Before diagnosis I was mostly having one meal and a snack per day but I had to shoehorn in an extra meal to take meds and also up my carbs a bit to prevent hypos and I haven't gone back to "normal" yet since stopping the gliclazide.
 
Low carb breaks this vicious circle by in essence removing glucose from food intake: depending on the individual's insulin system, the level of circulating glucose will eventually fall as it gets moved into stores and the liver learns that we can get by with much lower levels of circulating glucose. The rate that happens at seems to vary from individual to individual, and how "broke" our systems are.

This works differently for those of us in ketosis and being fuelled to a greater or lesser degree by bodyfat.
Unfortunately keto isn't currently an option due to family circumstances but I had been hoping low carb would help. I suppose if it worked for me I wouldn't have become diabetic in the first place.
 
I have food intolerance.
My choice of foods that I now eat, have to keep my BG levels in of around normal as I am able to.
But my intolerance is mainly carbs, but how or each is different and portion size is different to everybody else. My three worst foods are 1. Potatoes. 2 Oats. 3 Wheat.
And it's not the gluten, it is the wheat itself.

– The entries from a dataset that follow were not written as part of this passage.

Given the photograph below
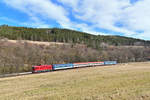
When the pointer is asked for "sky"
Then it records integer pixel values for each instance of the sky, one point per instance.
(129, 18)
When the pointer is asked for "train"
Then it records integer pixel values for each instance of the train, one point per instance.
(54, 67)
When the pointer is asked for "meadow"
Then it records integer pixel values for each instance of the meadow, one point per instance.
(130, 81)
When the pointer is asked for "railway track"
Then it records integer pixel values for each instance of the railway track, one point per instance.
(15, 74)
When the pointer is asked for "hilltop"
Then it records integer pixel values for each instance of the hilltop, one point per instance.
(67, 36)
(21, 48)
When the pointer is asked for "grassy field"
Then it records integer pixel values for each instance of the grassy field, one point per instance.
(118, 82)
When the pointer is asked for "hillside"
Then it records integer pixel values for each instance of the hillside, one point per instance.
(119, 82)
(66, 36)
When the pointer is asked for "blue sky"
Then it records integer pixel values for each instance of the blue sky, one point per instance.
(105, 17)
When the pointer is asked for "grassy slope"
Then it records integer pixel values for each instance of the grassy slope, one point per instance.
(120, 82)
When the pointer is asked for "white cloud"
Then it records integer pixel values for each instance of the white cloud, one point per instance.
(44, 8)
(101, 14)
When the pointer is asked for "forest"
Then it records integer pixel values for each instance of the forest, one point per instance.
(83, 47)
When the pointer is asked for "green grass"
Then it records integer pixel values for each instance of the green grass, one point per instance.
(119, 82)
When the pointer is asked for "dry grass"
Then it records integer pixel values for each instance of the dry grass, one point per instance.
(119, 82)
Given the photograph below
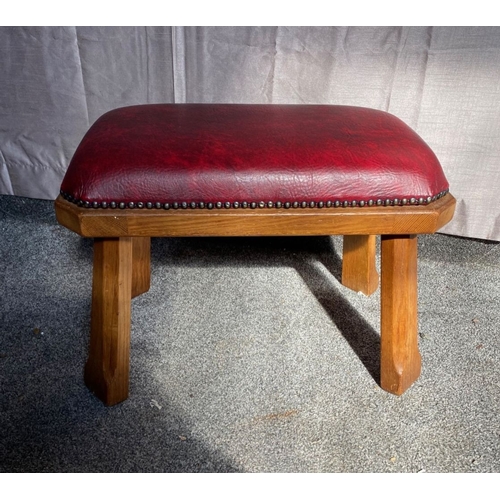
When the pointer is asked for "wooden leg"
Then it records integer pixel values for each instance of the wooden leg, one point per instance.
(107, 368)
(141, 267)
(358, 264)
(400, 359)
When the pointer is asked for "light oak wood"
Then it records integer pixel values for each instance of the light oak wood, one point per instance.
(122, 270)
(400, 358)
(107, 368)
(141, 265)
(407, 219)
(359, 272)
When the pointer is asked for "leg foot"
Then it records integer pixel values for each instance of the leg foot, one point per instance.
(358, 264)
(107, 368)
(400, 358)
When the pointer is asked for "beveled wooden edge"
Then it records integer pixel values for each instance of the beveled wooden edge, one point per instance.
(419, 219)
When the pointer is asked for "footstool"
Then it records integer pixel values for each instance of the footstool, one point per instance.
(178, 170)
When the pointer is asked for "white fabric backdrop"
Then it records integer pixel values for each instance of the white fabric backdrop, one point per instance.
(442, 81)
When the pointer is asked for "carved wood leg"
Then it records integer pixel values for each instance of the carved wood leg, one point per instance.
(141, 265)
(400, 358)
(358, 264)
(107, 368)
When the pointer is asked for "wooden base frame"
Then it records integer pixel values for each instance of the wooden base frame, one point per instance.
(122, 270)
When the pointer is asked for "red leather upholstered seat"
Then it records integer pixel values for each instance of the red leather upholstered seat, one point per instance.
(229, 155)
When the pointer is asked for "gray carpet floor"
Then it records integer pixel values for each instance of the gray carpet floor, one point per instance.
(247, 355)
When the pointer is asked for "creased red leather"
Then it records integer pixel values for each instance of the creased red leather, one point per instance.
(234, 153)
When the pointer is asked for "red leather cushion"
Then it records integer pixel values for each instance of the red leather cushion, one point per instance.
(204, 155)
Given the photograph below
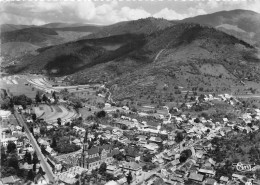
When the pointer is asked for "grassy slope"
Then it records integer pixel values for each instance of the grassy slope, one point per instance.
(132, 72)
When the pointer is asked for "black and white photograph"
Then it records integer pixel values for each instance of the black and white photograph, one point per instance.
(130, 92)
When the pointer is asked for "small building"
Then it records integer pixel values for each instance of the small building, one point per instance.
(114, 170)
(196, 177)
(130, 166)
(210, 181)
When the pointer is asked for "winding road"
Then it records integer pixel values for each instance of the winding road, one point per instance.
(46, 168)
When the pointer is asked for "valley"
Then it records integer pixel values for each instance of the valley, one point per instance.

My sugar intolerance is not as bad.

The big issue is knowing what certain foods are good and the ones that spike you too high. Which exacerbates the symptoms you are getting.
And , I read you have tried for around a decade and other than coming off Gliczide (well done) you are still struggling a bit. Finding this out will take time.
I would suggest another review with your diabetes doctor, maybe one of the newer meds that acts on why you have the fluctuating blood glucose levels.